Hi mate - might be a long shot but do you remember what model the regulator came from?
It came off of one of these: amazon.com/gp/product/B007G8R86I
Does heat kill internal regulators? If so, would doing an external regulator benefit the longevity of the alternator?
yes but the alternator has a fan the pushes air into it to cool its parts were an external regulator does not a modern one may have a heatsink but the ones on classic cars tractors and things do not so when they stop working the alt. overcharges the battery
Is the lamp also include on ignition pin meaning ignition switch to the dash? This is making me confused because my stock internal regulator has 4 pin
I'd have to see some sort of diagram to be sure, but I think the answer to your question is, yes it is.
Do you know how to modify alternators to work with external regulators? Disabling the stock one, and where to take out DF ?
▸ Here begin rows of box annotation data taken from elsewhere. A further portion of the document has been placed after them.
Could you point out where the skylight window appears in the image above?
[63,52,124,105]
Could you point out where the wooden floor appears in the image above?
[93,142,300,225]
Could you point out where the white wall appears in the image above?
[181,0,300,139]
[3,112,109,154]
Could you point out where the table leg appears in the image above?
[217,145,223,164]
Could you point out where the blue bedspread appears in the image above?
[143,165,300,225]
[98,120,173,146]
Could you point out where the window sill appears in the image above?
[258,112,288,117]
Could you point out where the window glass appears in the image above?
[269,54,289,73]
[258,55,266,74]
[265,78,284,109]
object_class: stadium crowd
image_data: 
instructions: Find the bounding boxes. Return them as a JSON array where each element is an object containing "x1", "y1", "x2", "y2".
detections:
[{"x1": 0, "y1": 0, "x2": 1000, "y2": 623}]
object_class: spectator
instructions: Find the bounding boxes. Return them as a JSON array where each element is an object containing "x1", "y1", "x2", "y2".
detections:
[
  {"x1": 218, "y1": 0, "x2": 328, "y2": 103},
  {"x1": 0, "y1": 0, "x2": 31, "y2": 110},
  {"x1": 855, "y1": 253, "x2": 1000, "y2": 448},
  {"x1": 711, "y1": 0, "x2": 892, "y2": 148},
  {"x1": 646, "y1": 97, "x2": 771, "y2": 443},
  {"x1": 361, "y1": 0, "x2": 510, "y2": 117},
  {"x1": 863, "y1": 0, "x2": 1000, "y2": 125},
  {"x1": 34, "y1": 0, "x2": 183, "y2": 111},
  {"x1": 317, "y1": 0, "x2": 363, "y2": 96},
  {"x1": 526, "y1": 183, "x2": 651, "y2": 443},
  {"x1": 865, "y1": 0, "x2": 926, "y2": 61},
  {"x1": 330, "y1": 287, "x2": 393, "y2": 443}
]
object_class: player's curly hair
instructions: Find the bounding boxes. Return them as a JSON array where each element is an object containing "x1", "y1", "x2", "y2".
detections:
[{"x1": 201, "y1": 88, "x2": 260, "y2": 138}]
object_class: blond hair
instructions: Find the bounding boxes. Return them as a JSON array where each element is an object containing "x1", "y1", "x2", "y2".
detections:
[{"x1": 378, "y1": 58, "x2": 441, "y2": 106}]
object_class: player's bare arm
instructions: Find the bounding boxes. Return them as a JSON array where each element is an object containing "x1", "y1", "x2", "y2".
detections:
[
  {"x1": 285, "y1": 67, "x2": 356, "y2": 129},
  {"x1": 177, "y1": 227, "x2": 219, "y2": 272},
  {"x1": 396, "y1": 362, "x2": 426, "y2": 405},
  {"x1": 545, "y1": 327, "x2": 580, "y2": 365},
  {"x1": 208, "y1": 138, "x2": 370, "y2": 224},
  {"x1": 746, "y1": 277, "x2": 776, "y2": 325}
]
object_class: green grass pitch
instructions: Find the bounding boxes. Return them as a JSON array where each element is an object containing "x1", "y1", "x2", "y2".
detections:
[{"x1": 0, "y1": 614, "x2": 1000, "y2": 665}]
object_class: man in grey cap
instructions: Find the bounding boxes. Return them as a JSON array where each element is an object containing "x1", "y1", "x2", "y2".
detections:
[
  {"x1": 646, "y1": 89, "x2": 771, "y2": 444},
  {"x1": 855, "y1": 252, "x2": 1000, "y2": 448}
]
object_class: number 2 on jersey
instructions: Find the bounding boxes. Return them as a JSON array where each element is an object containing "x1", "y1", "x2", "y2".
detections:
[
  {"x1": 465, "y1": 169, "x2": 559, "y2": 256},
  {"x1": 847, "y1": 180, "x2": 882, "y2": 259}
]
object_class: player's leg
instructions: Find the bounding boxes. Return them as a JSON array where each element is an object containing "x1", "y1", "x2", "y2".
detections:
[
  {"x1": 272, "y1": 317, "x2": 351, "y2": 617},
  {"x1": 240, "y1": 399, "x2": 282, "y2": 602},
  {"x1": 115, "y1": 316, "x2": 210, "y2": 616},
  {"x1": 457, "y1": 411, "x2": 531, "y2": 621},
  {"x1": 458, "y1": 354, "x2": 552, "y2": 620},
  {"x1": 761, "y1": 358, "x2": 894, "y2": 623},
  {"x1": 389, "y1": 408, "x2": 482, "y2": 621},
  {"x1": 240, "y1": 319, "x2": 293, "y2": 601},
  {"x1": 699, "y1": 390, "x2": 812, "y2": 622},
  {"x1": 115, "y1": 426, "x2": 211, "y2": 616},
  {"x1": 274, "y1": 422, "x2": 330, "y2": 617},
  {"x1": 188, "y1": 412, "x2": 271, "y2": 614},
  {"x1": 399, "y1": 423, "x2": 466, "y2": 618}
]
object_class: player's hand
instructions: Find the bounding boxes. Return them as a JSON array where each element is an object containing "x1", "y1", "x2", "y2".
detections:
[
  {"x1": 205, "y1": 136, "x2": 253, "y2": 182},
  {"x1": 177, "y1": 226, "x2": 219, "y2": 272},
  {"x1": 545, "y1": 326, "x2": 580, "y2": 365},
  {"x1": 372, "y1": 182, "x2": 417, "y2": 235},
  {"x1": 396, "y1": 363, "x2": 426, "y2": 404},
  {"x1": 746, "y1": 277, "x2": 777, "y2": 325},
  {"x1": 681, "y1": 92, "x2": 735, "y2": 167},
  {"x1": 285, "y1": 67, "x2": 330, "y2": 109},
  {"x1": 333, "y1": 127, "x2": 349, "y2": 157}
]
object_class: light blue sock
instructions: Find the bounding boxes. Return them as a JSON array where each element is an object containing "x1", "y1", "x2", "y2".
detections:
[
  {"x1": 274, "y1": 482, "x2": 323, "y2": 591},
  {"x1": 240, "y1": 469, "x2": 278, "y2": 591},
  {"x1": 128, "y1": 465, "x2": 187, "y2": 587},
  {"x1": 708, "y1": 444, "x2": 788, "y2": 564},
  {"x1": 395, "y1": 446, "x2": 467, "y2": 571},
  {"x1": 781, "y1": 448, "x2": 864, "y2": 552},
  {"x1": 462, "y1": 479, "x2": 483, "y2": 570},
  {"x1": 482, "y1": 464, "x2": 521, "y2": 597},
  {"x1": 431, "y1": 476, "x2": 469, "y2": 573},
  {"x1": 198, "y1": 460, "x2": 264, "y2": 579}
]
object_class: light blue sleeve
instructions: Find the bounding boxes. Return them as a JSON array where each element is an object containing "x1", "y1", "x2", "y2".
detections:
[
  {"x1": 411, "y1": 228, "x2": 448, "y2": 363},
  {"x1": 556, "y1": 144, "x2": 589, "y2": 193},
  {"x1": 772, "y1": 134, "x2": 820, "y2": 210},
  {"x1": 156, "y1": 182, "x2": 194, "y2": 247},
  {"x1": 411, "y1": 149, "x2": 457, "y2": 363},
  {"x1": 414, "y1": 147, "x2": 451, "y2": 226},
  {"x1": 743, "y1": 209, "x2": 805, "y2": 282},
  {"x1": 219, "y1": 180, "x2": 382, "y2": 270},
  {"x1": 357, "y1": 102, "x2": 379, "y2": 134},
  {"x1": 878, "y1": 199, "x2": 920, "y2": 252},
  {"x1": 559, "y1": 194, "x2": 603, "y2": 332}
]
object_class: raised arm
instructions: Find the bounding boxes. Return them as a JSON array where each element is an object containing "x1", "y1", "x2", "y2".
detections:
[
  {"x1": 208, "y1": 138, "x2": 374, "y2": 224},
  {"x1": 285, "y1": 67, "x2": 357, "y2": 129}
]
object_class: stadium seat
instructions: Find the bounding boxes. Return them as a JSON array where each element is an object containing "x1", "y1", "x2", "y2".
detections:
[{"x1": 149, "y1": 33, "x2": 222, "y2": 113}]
I don't know what DF is but that's basically what this video is about, figuring out how the the pins of the ford regulator coincide with the Toyota alternator and I see no reason one couldn't do the same with an external regulator
@@JakevonSlatt I believe it stands for dynamo field. Supposed to give info to an external regulator about the charging. My problem is I do not know where to take it out on alternators that have stock internal regulator. My external regulator states that internal regulator must be disabled, and one of the leds must be connected to "DF".
@@raymondkarlsen9995 Ah! In that case it's going to be connected to one of the slip rings on the rotor. The other slip ring connects to D+ and, at least on this Toyotas alternator, it doesn't matter which ring is which.
ForFor repairing and to know how this module working I need the schematic circuit diagram part number this module is alternator control unit 269A4985?
repairing and to know how this module working I need the schematic
Hello sir
How to make india japan border voltage
Would have been great if you didn't fast forward through all the how to stuff
Great info, but would be better if you practised what you needed to say rather than tried to do it off the cuff. Uhm ahh aah uum uum etc.
I have no desire to ever do that! I make videos of what I do, I don't do things to make videos.
it's too much for my basic knowledge. Anyway, you know so much how come you have that mini positive cable on the battery? mm... no good.
Not sure what you're referring to, do you mean on the welder?
2:11 welder?? i'm talking about the red plus and black minus coming out of the car battery. they look a bit undersized (thin) fo that battery. but you can judge it better then me watching the real thing. check they don't make too resistence and heat. couple of fuses would be a good idea, especially from alternator to battery, any car has one.
@@spiritualcramp8000 Oh I see! yeah, this is a small 4 cylinder engine from a 1946 Austin that now runs an engine driven welder. The batter is a lawn tractor battery and the only thing it ever does is start the engine so yeah the wire is a bit skinny but is fine for this application.
well, now i get it. i thought it was for a car. sure ok for that app. just curious about the welder, it might be a huge one.